Octobre 1894  -  Un nouveau Thomas.   -  Le sieur Thomas habite St-Denis-de-Mailloc. Sa petite fille est en pension à Mesnil-Eudes. Etant allé la voir, l'enfant raconta à son  papa, qu’un voisin venait faire des politesses à sa mère pendant qu'il était absent. Thomas, comme son homonyme de l'antiquité, voulut voir pour le croire. Et, au lieu de rentrer le lendemain, il partit le soir même, arriva dans la nuit et trouva Georges Legendre, un voisin en chemise, avec sa femme. Il flanqua le galant à la ponte, en gardant ses vêtements comme pièces à conviction et porta plainte pour adultère. 

Legendre a tout avoué. La femme Thomas a toujours nié, même à l'audience, disant que ayant peur la nuit, elle avait appelé un voisin, mais qu’il avait couché dans un autre lit que le sien. Dans ces conditions, Georges Legendre, 26 ans, s’en est tiré avec quinze jours de prison, et la loi Bérenger mais la femme, Anaïse Thomas, 32 ans, a attrapé deux mois de la même peine, sans la loi Bèrenger. (Source : Le Bonhomme Normand)

 

Novembre 1894  -  Vol audacieux.  -  Des voleurs se sont introduits dans la nuit de mercredi chez M. Vital Lecomte, propriétaire au Mesnil-Eudes. Ils ont enlevé un coffre-fort du poids de 100 kilogrammes qu'ils ont transporté dans un pressoir se trouvant au milieu d'un herbage. N'ayant pu en forcer la serrure, ils l'ont brisé à coups de pince. Ce coffre-fort renfermait une certaine quantité de monnaie et de billets à ordre.

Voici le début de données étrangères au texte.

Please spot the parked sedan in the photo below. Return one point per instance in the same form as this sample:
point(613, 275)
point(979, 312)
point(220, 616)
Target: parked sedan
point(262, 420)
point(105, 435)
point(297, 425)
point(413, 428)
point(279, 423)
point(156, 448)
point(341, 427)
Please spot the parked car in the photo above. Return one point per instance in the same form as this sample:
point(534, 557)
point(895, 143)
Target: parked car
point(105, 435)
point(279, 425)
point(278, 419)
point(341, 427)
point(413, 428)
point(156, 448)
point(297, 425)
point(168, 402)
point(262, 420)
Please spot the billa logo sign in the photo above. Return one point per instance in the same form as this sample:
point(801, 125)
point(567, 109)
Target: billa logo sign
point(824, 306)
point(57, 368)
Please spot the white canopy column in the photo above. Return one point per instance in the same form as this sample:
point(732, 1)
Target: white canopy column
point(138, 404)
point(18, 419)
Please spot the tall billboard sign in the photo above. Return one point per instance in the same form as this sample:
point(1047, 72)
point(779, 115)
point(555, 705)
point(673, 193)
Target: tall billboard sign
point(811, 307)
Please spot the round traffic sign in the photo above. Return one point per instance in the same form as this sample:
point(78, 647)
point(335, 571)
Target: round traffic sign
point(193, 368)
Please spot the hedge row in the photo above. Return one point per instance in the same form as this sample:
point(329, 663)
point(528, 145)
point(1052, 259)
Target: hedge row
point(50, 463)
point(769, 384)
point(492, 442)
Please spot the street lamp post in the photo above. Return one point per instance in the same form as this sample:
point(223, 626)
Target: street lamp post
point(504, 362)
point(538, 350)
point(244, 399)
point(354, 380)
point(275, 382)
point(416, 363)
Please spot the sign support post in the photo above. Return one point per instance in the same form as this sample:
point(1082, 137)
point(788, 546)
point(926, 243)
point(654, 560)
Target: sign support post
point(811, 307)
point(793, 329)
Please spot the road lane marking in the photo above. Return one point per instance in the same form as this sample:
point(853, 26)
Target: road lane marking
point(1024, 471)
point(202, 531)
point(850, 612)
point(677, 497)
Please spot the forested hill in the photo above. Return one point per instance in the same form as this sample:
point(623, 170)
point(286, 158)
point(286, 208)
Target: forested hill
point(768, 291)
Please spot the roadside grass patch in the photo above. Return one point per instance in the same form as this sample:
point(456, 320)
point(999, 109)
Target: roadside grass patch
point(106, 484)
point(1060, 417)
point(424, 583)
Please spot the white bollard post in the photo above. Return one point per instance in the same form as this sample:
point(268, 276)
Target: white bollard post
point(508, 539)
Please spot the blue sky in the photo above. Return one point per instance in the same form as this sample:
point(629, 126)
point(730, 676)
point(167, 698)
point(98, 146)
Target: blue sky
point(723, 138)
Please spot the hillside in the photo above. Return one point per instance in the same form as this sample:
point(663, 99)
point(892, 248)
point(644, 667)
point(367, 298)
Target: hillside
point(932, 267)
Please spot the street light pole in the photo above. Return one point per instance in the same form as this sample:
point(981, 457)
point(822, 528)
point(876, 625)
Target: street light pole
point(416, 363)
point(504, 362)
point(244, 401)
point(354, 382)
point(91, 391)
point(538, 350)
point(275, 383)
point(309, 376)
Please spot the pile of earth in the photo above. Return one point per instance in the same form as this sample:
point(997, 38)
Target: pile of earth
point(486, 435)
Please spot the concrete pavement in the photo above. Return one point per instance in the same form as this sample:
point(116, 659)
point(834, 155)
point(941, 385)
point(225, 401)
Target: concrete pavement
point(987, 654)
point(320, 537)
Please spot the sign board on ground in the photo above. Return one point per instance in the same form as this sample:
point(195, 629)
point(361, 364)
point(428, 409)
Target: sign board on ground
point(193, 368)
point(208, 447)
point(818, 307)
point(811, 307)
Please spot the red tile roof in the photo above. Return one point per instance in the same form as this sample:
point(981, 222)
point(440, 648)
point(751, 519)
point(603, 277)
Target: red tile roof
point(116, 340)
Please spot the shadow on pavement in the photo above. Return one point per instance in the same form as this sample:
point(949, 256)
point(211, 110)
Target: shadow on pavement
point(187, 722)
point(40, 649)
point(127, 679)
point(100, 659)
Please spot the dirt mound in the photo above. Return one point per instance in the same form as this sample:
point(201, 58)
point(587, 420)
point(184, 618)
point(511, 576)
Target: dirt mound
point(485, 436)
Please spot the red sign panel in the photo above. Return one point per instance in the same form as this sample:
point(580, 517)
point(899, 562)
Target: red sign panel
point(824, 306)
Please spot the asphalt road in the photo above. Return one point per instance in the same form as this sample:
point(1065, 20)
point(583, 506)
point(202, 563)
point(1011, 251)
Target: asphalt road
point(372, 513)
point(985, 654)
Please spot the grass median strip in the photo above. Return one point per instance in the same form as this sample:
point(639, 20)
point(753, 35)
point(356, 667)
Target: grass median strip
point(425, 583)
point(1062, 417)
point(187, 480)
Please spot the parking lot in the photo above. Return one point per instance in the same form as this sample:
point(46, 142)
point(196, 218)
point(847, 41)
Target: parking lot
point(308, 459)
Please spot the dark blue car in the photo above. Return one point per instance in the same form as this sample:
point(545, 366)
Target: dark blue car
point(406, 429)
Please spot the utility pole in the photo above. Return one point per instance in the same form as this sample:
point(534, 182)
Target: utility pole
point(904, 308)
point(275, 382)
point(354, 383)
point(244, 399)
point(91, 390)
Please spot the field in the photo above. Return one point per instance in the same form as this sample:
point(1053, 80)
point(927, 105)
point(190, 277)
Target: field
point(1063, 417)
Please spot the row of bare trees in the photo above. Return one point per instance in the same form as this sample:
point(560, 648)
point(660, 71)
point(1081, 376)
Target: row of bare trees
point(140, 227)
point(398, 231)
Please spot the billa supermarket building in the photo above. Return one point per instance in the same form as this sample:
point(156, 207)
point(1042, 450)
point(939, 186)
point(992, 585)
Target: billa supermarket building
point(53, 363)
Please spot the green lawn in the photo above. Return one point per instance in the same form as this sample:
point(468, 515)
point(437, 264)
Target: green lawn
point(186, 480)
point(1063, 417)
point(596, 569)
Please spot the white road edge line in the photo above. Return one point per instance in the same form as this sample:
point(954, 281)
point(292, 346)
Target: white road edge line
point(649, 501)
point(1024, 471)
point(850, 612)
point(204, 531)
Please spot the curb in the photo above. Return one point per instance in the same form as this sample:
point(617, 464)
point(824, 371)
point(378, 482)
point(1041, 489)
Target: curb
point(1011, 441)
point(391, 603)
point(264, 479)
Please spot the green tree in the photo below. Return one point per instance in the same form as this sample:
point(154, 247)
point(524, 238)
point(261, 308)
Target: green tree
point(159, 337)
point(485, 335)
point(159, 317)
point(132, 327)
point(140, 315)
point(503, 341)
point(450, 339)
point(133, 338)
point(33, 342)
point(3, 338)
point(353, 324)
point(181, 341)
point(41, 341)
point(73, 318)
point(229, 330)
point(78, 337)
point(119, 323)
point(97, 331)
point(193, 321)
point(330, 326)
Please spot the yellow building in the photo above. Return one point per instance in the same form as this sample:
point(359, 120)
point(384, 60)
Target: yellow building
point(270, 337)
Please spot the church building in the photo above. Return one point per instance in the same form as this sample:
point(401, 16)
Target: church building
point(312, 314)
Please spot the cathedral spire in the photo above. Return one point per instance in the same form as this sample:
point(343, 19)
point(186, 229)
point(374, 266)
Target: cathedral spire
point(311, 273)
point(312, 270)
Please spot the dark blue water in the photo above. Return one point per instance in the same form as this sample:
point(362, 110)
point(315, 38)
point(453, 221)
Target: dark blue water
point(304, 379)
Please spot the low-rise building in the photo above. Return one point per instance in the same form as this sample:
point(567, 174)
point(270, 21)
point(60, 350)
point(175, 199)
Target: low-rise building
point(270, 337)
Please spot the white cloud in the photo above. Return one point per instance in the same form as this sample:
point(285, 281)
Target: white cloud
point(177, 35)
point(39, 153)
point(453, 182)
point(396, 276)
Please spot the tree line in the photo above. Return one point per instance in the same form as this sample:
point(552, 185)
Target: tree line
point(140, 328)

Les voleurs ont fait main basse seulement sur le numéraire. Cette première opération terminée, les voleurs sont retournés au chalet et ont pris un billet de la Banque de France qui se trouvait déposé sous une statuette ornant la cheminée, puis ils se sont emparés d'une bonbonne renfermant environ 25 litres d'eau-de-vie de cidre, d'un pot rempli de beurre et de plusieurs lapins. Un chien de garde, qui se trouvait attaché auprès de la maison, n'a donné aucune voix pendant que ces malfaiteurs opéraient. (Source : Le Bonhomme Normand)

 

Juin 1895  -  Vol de bestiaux.  -  Jean Heurtevent, 58 ans, et Eléonore Coquerel, 46 ans, journaliers à Manerbe, ont été arrêtés par la gendarmerie pour vol d'une vache au préjudice de M. Gosset, propriétaire à Mesnil-Eudes

— Une génisse a été volée à M. Léon Ratte, cultivateur à Familly, l'auteur du vol est inconnu. 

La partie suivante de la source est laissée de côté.